The Business, Energy and Industrial Strategy Committee has
written to Business Secretary asking if the Government
ignored advice from energy industry experts that would’ve allowed
nationalised energy firm Bulb to hedge the cost of fuel.
It is thought the special administration of Bulb will cost the
taxpayer at least £1.3bn more than the original £1.7bn estimated,
partly as a result of a reported hedging ban.
Bulb went bust in late 2021 caught between the soaring cost of
wholesale gas and the energy price cap. Since then, prices have
continued to climb following Russia’s invasion of Ukraine and
without hedging – industry standard practice reducing exposure to
energy price spikes – Bulb’s losses have continued to rise.

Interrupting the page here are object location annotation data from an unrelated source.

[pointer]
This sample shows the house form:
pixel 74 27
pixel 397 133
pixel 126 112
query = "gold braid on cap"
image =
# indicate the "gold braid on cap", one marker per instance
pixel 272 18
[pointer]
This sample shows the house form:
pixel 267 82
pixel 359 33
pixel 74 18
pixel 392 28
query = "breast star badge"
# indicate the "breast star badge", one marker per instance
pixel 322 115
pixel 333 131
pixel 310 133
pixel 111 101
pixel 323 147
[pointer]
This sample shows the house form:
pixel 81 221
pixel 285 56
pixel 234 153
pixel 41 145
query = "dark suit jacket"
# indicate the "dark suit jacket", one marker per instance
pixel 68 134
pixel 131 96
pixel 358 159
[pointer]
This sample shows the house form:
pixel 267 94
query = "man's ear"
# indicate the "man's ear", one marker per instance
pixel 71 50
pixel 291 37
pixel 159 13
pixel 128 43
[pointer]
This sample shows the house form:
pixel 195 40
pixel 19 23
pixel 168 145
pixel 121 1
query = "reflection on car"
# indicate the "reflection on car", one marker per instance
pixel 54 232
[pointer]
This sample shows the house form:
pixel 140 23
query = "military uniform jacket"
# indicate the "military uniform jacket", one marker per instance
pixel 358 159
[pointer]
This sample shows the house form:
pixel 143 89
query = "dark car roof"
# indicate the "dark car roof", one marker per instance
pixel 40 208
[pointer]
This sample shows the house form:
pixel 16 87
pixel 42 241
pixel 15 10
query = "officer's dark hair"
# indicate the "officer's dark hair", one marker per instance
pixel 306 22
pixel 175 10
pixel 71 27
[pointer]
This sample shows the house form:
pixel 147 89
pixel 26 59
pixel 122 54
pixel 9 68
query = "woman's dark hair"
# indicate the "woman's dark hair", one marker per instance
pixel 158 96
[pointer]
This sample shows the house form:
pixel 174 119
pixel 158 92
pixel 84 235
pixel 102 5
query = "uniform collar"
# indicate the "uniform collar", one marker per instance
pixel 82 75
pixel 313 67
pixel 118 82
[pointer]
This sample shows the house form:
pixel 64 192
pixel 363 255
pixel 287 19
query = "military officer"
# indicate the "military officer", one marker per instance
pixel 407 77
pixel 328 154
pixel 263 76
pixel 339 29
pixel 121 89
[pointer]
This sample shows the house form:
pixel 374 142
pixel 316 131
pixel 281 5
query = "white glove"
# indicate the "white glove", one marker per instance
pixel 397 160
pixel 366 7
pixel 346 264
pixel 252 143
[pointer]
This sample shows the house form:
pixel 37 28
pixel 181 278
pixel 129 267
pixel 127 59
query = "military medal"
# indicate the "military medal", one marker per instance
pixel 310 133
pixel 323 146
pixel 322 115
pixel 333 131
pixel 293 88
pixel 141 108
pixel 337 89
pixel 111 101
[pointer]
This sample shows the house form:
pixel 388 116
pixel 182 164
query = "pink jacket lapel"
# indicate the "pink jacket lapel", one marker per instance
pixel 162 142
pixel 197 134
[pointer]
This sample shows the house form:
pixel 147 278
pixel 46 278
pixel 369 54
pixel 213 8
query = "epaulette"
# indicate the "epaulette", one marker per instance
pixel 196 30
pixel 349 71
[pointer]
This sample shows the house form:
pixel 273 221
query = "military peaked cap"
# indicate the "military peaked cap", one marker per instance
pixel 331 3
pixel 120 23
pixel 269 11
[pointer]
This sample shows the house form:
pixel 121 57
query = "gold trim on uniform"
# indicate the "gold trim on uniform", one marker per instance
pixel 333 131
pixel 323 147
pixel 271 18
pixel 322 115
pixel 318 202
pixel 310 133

Committee Chair Darren Jones’ letter also asks Mr Kwarteng if the
BEIS Department has asked the Chancellor to provide more support
for high energy bills ahead of the Spring Statement. It points
out that the Government’s offer of £350 to help people pay their
bills this October ‘could be too little, too late’ considering
the bumper widely-expected October price rise on top of the one
already slated for next month.
On publication of the letter Mr Jones said,
“It’s right that there are special administrative measures for
energy companies that have gone bust. But what does the
Government plan to do if another large energy company needs to be
essentially nationalised? The Spring Statement is a good
opportunity to address these issues as well as bringing forward
better immediate support for bill payers.”